Joe Abley jabley at ca.afilias.info
Thu Jan 31 16:19:44 UTC 2008


On 31-Jan-2008, at 11:02, Edward Lewis wrote:

> I don't follow this at all, but I encourage that you take this from
> the mailing list and put it into a reviewed, archived, and
> distributed document such as an RFC.
>
> Are you saying that I could register "lurekiddies.example" with
> "www.childporn.com" as a name server, resulting in my issuing answers
> that have the address for www.childporn.com in the answer section?
> Or that it would convince COM to have the glue?

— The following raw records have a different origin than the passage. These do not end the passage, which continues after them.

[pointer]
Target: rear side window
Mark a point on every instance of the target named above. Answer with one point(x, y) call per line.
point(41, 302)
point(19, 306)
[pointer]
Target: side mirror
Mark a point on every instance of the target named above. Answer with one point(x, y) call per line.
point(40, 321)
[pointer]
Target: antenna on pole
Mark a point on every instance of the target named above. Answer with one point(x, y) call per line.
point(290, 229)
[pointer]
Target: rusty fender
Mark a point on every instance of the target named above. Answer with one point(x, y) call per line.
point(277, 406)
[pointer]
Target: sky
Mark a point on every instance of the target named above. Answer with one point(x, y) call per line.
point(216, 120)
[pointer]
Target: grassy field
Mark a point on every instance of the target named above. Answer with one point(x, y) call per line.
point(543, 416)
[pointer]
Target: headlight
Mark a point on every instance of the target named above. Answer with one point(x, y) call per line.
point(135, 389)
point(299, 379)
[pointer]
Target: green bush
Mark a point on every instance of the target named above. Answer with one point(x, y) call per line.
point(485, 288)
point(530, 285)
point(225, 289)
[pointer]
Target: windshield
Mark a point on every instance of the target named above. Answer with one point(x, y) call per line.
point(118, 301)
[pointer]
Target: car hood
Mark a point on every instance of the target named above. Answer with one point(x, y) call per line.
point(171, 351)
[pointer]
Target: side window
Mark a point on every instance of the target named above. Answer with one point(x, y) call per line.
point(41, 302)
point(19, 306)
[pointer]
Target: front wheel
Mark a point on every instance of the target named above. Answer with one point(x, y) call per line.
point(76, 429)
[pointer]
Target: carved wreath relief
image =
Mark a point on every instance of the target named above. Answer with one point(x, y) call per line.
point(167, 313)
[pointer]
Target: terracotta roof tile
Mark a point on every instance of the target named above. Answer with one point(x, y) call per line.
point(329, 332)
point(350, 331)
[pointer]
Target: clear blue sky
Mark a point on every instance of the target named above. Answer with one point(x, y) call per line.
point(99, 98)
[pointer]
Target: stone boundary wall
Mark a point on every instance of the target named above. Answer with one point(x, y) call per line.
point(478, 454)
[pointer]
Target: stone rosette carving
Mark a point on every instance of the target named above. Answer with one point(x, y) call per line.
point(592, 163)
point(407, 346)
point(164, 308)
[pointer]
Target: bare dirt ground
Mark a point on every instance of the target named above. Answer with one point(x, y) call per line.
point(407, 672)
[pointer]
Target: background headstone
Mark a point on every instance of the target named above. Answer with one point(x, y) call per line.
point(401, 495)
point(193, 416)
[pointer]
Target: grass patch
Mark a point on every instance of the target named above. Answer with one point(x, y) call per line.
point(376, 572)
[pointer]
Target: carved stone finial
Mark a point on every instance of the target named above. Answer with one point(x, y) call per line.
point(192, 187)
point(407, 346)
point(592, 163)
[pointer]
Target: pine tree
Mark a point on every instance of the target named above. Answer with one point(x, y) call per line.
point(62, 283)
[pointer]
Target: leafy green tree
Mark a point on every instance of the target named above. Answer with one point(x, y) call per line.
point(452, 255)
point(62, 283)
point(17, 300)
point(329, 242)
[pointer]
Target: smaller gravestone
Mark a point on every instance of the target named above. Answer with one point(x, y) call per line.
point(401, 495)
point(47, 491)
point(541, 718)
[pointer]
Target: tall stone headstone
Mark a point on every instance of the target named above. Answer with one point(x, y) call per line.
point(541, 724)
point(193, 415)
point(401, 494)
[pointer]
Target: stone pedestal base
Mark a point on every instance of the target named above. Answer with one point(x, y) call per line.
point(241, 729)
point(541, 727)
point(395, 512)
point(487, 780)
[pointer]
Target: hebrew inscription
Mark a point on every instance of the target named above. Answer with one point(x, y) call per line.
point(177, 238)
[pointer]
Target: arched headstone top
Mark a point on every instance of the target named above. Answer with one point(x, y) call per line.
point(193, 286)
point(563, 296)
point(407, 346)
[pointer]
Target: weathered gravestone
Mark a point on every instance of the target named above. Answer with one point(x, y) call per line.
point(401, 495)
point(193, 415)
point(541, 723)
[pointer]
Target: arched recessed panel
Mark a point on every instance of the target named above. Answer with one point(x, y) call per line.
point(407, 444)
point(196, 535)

I think I understand what Paul is speculating about, but I have a  
couple of doubts as to whether it would work. Suppose, for example,  
the idea is:

1. Register childporn.com

2. Register a www.childporn.com host record (with an address, since  
it's subordinate to a com domain)

3. Register one or more other non-offensive domains with www.childporn.com 
  as a nameserver. Possibly these domains would need to be named  
under .com or .net (don't know; haven't tried)

4. Allow childporn.com to lapse (i.e. don't renew it -- let it expire)

I can see how it might appear that this would cause childporn.com to  
disappear as a domain, while the host record would persist for ever  
with no published contacts and no clear way to remove it. However, I'm  
not sure that's the case, since:

(a) host records have contact data associated with them

(b) in the example above, childporn.com would not actually expire  
(since the host record dependency exists) -- the sponsoring registrar  
would continue to be billed for it, and from the point of view of the  
registry it would still be a legitimate, registered domain.

Perhaps someone should try this general approach and see what happens.

I've had this kind of idea explained to me in the context of some evil- 
doer trying to game a registry into incurring registry fees for large  
numbers of domains without a corresponding revenue stream from  
registrants, which it seems to me would probably work. But I'm not  
sure that it's a mechanism to insert zombie A records into a TLD.